Continuous Glucose Sensor Profiles in Non-Diabetic Subjects

• ClinicalTrials.gov Identifier: NCT00717977
• Recruitment Status: Completed
• First Posted: July 18, 2008
• Results First Posted: October 18, 2010
• Last Update Posted: October 19, 2016
• Sponsor: Jaeb Center for Health Research
• Collaborator: JDRF Artificial Pancreas Project
• Information provided by (Responsible Party): Jaeb Center for Health Research

Study Description

Brief Summary:

The Juvenile Diabetes Research Foundation (JDRF) Glucose Sensor Study group is carrying out a large, randomized clinical trial to assess the efficacy, safety and cost-effectiveness of use of real-time continuous glucose monitors (RT-CGM) as an adjunct to standard meter plasma glucose testing. Although the primary outcome in the >= 7.0% cohort is differences in HbA1c levels, important secondary outcomes are differences in the percent of glucose sensor values either above or below the target glucose range of 70-180 mg/dl and differences in glucose variability. Prevention of biochemical hypoglycemia is a particularly important outcome in the low HbA1c cohort. Since CGM systems measure interstitial rather than plasma glucose and CGM values differ from simultaneous plasma glucose values by up to 18%, it would be extremely useful for comparative purposes to establish a reference range of sensor values in healthy, non-diabetic control subjects for this study and other future investigations. The objective of this protocol is to establish such reference sensor glucose ranges in each of the 3 devices being utilized in the JDRF study.

Condition or disease	Intervention/treatment	Phase
Healthy Subjects Without Type 1 Diabetes	Device: Continuous glucose monitor	Phase 4

Detailed Description:

1. After initial eligibility is determined, informed consent and assent are obtained from the parent/guardian and subject.

2. Subjects will have the following tests performed:

   • Hemoglobin A1c (using the DCA2000 or equivalent device)
   • Oral glucose tolerance test to obtain fasting and 2 hour plasma glucose levels

   • Anti-GAD, anti-IA2 and anti-insulin antibodies

     • Subjects with an HbA1c >6.0% and/or fasting glucose levels >100 and/or 2 hour glucose levels >140 will be discontinued from the study.
3. Subjects with normal A1c and glucose levels will be provided with an RT-CGM and home glucose meter (HGM)
4. An RT-CGM sensor will be inserted and initiated by study personnel.
5. Subjects who would like to wear 2 sensors will be given 2 of the same type of RT-CGM.
6. Subjects will be instructed to wear the sensor for 3-7 days (depending on the type of device) and measure the blood glucose on the HGM as needed to calibrate the sensor.
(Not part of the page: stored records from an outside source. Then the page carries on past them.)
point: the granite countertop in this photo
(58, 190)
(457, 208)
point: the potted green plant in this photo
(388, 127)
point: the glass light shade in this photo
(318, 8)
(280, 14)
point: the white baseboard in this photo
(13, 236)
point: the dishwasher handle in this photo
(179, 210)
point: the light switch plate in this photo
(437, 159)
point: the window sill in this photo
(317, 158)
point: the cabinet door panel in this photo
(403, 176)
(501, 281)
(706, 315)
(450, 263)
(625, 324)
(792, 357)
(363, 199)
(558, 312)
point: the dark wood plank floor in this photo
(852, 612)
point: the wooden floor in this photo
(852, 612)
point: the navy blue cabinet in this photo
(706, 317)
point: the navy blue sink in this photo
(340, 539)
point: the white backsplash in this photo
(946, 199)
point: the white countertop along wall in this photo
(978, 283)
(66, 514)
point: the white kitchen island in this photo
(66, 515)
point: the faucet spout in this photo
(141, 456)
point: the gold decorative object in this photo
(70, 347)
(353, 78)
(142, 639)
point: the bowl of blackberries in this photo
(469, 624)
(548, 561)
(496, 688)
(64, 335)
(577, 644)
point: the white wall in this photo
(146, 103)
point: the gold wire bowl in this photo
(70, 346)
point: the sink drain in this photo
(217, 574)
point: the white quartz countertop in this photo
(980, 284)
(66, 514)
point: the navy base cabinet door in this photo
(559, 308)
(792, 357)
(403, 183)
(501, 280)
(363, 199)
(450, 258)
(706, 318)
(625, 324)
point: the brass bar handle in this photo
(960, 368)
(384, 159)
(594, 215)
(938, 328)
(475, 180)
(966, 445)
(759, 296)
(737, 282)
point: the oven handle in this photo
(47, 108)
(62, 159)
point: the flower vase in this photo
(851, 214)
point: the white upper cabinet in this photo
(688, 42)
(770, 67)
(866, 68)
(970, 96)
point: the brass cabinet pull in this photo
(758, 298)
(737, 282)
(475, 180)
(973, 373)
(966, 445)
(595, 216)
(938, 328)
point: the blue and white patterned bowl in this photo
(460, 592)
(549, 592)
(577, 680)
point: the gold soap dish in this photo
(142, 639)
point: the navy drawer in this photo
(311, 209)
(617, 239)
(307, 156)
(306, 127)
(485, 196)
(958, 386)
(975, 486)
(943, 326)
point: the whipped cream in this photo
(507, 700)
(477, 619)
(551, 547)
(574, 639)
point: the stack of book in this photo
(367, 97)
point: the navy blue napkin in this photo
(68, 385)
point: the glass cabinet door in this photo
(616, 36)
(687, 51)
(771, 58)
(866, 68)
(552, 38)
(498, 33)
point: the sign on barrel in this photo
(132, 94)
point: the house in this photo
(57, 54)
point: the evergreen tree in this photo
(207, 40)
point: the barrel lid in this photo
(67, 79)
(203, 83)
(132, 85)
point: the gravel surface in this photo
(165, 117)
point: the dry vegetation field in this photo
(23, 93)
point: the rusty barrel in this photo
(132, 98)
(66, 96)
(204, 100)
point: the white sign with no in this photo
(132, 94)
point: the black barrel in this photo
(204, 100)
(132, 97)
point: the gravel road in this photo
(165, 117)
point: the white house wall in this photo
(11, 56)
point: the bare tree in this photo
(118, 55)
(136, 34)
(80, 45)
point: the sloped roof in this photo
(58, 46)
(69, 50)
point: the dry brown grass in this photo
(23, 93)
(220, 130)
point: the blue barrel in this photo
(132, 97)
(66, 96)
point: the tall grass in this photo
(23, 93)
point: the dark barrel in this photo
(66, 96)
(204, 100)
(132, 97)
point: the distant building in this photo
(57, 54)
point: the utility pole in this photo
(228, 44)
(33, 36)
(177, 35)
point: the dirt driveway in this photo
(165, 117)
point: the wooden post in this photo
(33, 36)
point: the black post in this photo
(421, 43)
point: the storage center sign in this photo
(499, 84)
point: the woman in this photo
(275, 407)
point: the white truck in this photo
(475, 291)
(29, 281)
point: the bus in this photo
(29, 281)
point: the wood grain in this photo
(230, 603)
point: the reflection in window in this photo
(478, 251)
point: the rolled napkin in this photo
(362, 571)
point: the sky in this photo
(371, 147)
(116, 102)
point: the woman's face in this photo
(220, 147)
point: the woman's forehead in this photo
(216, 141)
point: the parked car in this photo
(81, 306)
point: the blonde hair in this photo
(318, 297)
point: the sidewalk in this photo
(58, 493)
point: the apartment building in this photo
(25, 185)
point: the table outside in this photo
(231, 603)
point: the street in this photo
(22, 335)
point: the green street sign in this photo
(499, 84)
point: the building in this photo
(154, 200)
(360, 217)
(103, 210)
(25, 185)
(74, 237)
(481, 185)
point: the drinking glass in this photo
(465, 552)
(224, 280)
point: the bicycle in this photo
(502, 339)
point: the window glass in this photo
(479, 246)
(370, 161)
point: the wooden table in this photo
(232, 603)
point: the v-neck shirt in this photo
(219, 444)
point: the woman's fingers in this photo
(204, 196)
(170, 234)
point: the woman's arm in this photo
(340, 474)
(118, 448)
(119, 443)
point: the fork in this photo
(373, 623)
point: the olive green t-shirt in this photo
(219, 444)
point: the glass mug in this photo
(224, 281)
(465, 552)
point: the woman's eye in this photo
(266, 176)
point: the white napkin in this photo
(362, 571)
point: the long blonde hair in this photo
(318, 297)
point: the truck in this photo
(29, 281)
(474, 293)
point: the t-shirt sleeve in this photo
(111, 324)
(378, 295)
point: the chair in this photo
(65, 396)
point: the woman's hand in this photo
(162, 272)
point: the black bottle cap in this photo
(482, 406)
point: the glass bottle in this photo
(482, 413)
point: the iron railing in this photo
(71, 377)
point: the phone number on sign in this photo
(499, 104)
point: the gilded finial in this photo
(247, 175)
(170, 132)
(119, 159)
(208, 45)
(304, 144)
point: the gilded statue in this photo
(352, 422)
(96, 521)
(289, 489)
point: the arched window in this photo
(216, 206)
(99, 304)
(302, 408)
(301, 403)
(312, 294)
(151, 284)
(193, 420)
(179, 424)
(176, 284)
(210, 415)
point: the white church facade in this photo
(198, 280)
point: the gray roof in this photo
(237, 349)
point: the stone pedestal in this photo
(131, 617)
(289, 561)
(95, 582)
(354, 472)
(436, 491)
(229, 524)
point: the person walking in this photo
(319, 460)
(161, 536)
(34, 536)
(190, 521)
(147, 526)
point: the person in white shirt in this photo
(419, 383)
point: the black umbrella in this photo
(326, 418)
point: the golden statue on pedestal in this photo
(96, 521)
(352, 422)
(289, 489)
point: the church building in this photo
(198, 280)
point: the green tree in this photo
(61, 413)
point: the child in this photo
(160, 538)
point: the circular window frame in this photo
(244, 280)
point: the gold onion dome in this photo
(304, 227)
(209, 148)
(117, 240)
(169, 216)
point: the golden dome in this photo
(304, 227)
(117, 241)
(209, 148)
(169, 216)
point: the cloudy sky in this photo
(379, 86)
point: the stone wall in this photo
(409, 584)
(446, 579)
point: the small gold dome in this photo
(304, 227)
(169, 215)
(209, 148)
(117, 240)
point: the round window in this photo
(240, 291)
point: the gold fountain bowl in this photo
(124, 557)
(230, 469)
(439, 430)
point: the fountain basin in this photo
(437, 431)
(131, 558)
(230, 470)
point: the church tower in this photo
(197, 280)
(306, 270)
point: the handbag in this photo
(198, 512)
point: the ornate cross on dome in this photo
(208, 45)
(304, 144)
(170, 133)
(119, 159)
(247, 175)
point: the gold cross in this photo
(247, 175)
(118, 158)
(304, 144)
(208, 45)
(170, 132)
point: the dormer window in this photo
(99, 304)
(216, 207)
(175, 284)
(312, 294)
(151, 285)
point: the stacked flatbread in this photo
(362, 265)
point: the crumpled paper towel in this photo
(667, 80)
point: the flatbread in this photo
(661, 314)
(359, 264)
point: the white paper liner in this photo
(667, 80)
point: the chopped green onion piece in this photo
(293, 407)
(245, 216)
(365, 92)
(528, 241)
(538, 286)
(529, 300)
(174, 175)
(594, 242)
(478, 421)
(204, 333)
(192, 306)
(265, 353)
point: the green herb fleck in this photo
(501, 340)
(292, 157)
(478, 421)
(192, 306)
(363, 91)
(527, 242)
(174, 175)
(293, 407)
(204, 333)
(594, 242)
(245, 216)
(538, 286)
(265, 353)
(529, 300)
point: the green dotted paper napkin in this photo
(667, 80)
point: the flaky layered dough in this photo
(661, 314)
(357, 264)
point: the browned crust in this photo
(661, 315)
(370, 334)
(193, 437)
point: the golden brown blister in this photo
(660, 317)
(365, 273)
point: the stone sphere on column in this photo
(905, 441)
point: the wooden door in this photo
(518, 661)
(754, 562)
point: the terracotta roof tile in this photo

7. Subjects will return to the clinical center after the 3-7 days of sensor wear to return the RT-CGM and HGM.

   • If the subject has less than 48 hours of sensor data he or she will be asked to wear another sensor and return 3-7 days later.

Study Design

• Study Type: Interventional (Clinical Trial)
• Actual Enrollment: 74 participants
• Allocation: Non-Randomized
• Intervention Model: Single Group Assignment
• Masking: None (Open Label)
• Official Title: A Study to Assess Continuous Glucose Sensor Profiles in Healthy Non-Diabetic Subjects
• Study Start Date: July 2008
• Actual Primary Completion Date: December 2008
• Actual Study Completion Date: March 2009

Arms and Interventions

Intervention Details:

• Device: Continuous glucose monitor
  Daily use of a continuous glucose monitor for 3-7 days
  Other Names:

  • Abbott FreeStyle Navigator
  • DexCom SEVEN
  • Medtronic Guardian Clinical

Outcome Measures

Primary Outcome Measures :

1. Overall Mean Sensor Glucose by Age Group [ Time Frame: 48-72 hours ]
   Mean glucose value was calculated for every hour of the 24 hours of the day. This measure is the average over all 24 hours.
2. Daytime (6:00 a.m. - Midnight) Mean Sensor Glucose by Age Group [ Time Frame: 48-72 hours ]
   Mean glucose value was calculated for every hour of the 24 hours of the day. This measure is the average from 6 a.m. to midnight.
3. Nighttime (Midnight - 6:00 a.m.) Mean Sensor Glucose by Age Group [ Time Frame: 48-72 hours ]
   Mean glucose value was calculated for every hour of the 24 hours of the day. This measure is the average from midnight to 6 a.m.
4. Peak Daytime Sensor Glucose Value by Age Group [ Time Frame: 48-72 hours ]
   The calculation of peak and nadir glucose was restricted to days with >=12 hours and nights with >=4 hours of sensor glucose data.
5. Peak Nightime Sensor Glucose Value by Age Group [ Time Frame: 48-72 hours ]
   The calculation of peak and nadir glucose was restricted to days with >=12 hours and nights with >=4 hours of sensor glucose data.
6. Daytime Nadir Sensor Glucose Value by Age Group [ Time Frame: 48-72 hours ]
   The calculation of peak and nadir glucose was restricted to days with >=12 hours and nights with >=4 hours of sensor glucose data. The daytime nadir reflects the lowest point on the sensor glucose curve registered among daytime values.
7. Nighttime Nadir Sensor Glucose Value by Age Group [ Time Frame: 48-72 hours ]
   The calculation of peak and nadir glucose was restricted to days with >=12 hours and nights with >=4 hours of sensor glucose data. The nighttime nadir reflects the lowest point on the sensor glucose curve registered among nighttime values.
8. Percentage of Sensor Glucose Levels Between 71-120 mg/dL by Age Group [ Time Frame: 48-72 hours ]
   The Percentage Sensor Glucose Levels between 71-120 mg/dL was calculated for each subject. The median and quartiles over all subjects were reported here.
9. Percentage of Sensor Glucose Levels 71-120 mg/dL by Time of Day [ Time Frame: 48-72 hours ]
10. Distribution of Sensor Glucose Levels <=70 mg/dL by Age Group [ Time Frame: 48-72 hours ]
11. Percentage of Sensor Glucose Levels <=70 mg/dl by Time of Day [ Time Frame: 48-72 hours ]
12. Percentage of Sensor Glucose Levels <=60 mg/dL by Age Group [ Time Frame: 48-72 hours ]
13. Percentage of Sensor Glucose Levels <=60 mg/dl by Time of Day [ Time Frame: 48-72 hours ]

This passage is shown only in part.